O sr. Rui era um grande filatelista e um dia, provavelmente numa altura em que já estaria doente, tentou interessar-me por essa ocupação, mostrando-me alguns dos seus estimados álbuns de selos. Perante a minha curiosidade (para um miúdo que não podia perceber o valor que um quadradinho de papel pode ter), deve ter-se sentido incentivado a doar-me alguns deles.

Já imaginam o que aconteceu a seguir, certo? Ao fim de alguns dias, esqueci completamente o assunto e, incumbido de cuidar bem de objetos cujo interesse e valor me passavam completamente ao lado, fiz aquilo que qualquer miúdo desejoso de se desfazer de uma responsabilidade faria: atirei-os para o caixote do lixo do prédio, onde o sr. Rui os iria encontrar no mesmo dia, ao abrir a tampa para depositar os seus sacos. Imagino o espanto e a deceção na sua cara e, mesmo sabendo que tinha a desculpa da criancice, não consigo deixar de sentir um misto de vergonha e arrependimento pelo tamanho do meu descaso.

Não é por isso, todavia, que partilho esta história aqui. Se consigo imaginar a sua deceção é porque o mesmo me fez questão de a mostrar. Depois de resgatar os vários álbuns do caixote do lixo, tocou-nos à porta e disse-me, enquanto me tentava esconder por entre as pernas dos meus pais, que estava muito desiludido por encontrar no lixo algo que me tinha confiado. Podia não ter dado importância ao sucedido e atribuído (corretamente) o gesto à minha imaturidade, mas o sr. Rui optou por partilhar a sua deceção e, com isso, ensinar-me algo sobre o que acontece quando magoamos os sentimentos de outros.

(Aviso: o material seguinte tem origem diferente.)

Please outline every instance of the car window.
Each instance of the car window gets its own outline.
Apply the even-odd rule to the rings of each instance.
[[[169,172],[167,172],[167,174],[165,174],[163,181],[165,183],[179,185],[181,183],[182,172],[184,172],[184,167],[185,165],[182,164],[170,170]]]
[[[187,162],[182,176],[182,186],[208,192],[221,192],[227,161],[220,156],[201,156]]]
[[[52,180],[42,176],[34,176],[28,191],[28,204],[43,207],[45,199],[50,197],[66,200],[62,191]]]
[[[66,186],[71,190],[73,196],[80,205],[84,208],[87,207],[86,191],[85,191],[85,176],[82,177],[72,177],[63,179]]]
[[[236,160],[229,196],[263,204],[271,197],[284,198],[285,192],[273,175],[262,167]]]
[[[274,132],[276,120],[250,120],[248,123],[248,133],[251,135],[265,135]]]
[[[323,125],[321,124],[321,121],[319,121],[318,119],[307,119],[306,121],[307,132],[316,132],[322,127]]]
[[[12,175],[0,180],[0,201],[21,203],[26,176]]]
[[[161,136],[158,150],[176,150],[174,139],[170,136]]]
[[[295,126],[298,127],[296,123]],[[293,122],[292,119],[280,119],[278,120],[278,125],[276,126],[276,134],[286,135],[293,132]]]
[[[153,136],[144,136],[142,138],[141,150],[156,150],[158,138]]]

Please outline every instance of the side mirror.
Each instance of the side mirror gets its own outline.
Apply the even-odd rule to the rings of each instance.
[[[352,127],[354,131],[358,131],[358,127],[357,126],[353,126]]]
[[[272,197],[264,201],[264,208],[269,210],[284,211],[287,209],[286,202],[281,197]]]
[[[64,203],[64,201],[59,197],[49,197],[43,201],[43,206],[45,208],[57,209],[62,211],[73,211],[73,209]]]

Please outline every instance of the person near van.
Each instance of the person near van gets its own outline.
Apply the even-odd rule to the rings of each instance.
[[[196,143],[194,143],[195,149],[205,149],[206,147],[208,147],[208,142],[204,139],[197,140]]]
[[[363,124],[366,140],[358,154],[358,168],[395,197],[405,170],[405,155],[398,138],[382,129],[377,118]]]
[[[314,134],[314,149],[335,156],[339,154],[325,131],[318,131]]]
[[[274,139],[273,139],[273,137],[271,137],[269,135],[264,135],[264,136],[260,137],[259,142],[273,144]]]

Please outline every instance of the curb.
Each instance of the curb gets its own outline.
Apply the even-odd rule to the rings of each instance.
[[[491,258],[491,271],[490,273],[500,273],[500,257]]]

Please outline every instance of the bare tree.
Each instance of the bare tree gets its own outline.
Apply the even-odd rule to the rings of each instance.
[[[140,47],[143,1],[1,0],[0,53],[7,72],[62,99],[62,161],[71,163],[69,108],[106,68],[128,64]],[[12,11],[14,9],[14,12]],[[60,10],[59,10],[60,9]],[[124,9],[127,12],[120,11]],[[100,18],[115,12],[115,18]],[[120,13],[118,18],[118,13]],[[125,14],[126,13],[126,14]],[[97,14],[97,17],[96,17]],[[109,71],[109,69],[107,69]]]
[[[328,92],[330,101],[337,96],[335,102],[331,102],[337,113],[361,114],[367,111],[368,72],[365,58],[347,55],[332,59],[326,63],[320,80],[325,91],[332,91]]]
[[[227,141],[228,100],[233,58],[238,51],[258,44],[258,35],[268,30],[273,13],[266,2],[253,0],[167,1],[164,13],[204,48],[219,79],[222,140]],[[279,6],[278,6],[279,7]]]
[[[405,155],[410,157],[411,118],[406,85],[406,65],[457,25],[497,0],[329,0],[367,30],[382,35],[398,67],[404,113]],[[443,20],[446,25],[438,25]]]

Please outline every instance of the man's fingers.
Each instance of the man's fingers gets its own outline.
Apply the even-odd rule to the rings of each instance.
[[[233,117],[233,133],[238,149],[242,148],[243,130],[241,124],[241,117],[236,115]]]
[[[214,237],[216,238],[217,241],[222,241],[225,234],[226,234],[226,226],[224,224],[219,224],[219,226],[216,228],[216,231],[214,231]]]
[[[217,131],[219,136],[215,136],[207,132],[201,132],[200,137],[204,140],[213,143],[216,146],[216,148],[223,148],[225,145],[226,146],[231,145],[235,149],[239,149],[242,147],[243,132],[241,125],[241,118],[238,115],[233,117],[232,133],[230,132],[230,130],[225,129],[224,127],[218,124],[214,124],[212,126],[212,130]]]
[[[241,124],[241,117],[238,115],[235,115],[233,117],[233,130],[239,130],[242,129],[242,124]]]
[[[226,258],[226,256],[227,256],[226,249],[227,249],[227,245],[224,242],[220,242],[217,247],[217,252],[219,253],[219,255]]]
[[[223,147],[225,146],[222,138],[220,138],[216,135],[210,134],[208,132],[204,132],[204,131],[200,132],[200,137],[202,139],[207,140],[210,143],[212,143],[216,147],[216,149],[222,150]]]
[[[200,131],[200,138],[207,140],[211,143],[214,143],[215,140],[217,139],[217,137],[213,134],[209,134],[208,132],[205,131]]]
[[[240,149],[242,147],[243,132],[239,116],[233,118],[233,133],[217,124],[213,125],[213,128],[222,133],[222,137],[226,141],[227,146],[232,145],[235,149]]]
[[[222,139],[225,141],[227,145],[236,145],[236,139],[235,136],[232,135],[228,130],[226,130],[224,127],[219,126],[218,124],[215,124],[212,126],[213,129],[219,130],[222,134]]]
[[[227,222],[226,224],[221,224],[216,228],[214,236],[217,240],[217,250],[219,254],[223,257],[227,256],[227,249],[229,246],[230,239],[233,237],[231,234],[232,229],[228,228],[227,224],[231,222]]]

Lembrei-me disso esta semana, enquanto pensava numa coisa que me sucedeu há pouco tempo, que não tem metade do valor daqueles álbuns de selos (e que, já agora, não me voltaram a ser confiados). Resumindo, alguém teve uma atitude comigo que me dececionou, pensei sobre o assunto e informei, com muito tato, a pessoa em causa que o seu gesto me tinha espantado e entristecido.

Não sei ainda bem avaliar como o sucedido vai modificar a minha maneira de ser com esta pessoa, mas uma certeza eu tinha: não queria que nada ficasse por adivinhar ou especular. E isso deve-se a algo que aprendi com aqueles álbuns filatélicos. Não funciono sempre assim (como toda a gente, também sou capaz de calar sentimentos e alimentar amuos), mas defendo que é sempre melhor comunicar e expressar o que sentimos, mesmo que isso possa ser difícil para ambas as partes e que, crucialmente, não existam garantias que resolva alguma coisa.

Nesta maneira de ser sinto um tímido eco na escolha do sr. Rui de me mostrar, sem intermediários ou paninhos quentes, o resultado da minha ação. Acabei por não seguir a sua paixão por filatelia, mas estimo a lição que aprendi consigo naquele dia e que me continua a acompanhar até hoje.